How is one able to detect that social media is affecting their mental health?
- When you feel like you can’t do without social media or it’s gotten to the stage of addiction. Even when you say to yourself I’m going to do without checking my social
Media but you keep returning to it over and over again because you feel left out.
- When social media is your number one go to and becomes your crutch, comfort, security and self esteem/worth booster.
- When it begins to consume your time to the extent that you get distracted and can’t seem to focus on doing other things that are more important and beneficial to you.
- When your sleep time is being cut short by the extended time you spend on social media.
How long is too long to be on social media and what are the effects of using too much social media?
While Social Media addiction is not yet recognized as a mental health disorder, there’s a growing body of research that’s pointing towards the likelihood of certain people being more vulnerable to problematic social media use than others.
Research however states that more than two or three hours on your phone daily is too much, if that’s not your day job.
The following behaviors determine whether you have a problem with social media.
- It’s the first thing you check in the morning.
- You take down a post if it doesn’t reach a certain number of views, comments or likes.
- You feel angry when nobody comments on your posts.
- You overanalyze images of yourself before you post.
- You can’t go to the bathroom without your phone.
Do you think there is any solution to this growing issue of addiction to social media?
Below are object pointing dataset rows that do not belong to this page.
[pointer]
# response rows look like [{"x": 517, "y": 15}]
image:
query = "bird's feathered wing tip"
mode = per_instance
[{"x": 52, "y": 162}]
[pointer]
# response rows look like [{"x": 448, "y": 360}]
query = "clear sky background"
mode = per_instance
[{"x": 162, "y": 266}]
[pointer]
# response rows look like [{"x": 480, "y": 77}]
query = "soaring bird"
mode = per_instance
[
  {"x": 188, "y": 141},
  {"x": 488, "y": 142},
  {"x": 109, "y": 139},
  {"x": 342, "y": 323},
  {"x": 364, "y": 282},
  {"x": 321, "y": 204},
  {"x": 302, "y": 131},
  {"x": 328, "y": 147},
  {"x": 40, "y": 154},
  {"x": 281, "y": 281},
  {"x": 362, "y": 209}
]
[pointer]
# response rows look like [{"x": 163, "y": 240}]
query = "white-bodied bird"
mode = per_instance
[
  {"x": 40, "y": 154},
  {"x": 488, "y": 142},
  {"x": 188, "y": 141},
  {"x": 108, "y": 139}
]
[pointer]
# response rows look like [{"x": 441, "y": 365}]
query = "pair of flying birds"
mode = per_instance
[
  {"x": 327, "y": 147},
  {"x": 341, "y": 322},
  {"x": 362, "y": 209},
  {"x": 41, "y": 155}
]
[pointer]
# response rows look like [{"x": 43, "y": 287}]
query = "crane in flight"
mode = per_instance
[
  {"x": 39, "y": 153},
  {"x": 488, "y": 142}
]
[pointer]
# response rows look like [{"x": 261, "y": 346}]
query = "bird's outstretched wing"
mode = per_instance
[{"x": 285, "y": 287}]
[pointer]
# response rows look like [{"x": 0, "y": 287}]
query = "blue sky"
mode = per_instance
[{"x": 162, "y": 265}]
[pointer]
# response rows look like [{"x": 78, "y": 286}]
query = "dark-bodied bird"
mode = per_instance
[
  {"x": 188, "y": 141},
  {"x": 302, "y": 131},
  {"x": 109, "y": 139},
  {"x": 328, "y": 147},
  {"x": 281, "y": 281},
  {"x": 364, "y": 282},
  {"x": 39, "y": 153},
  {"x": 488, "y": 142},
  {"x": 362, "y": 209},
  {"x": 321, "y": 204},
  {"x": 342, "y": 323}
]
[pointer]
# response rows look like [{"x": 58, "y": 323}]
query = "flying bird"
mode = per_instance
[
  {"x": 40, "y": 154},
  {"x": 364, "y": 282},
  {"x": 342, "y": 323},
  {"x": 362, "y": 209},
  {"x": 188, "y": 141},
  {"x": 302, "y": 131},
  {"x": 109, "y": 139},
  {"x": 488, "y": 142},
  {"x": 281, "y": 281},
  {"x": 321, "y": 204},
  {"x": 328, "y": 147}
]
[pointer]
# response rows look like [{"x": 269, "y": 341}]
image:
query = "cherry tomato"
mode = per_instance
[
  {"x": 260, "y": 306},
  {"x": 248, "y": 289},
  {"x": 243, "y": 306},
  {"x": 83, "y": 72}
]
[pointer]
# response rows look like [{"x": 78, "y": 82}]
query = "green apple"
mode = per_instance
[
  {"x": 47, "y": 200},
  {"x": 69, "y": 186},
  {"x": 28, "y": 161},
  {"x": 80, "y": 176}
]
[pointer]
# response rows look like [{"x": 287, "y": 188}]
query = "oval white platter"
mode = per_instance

There is a solution to all problems thus there is also a solution to social media addiction, such as;
- Remove all social media apps which does not positively influence your state of well-being.
- Turn off Notifications and only go to your phone when you want to
- Place your phone out of reach for a specific amount of time each days as you focus on the more important things.
- Set your boundaries, limits and controls.
- Engage someone else to manage your social media activities, let them change your password and only grant you access at the agreed time.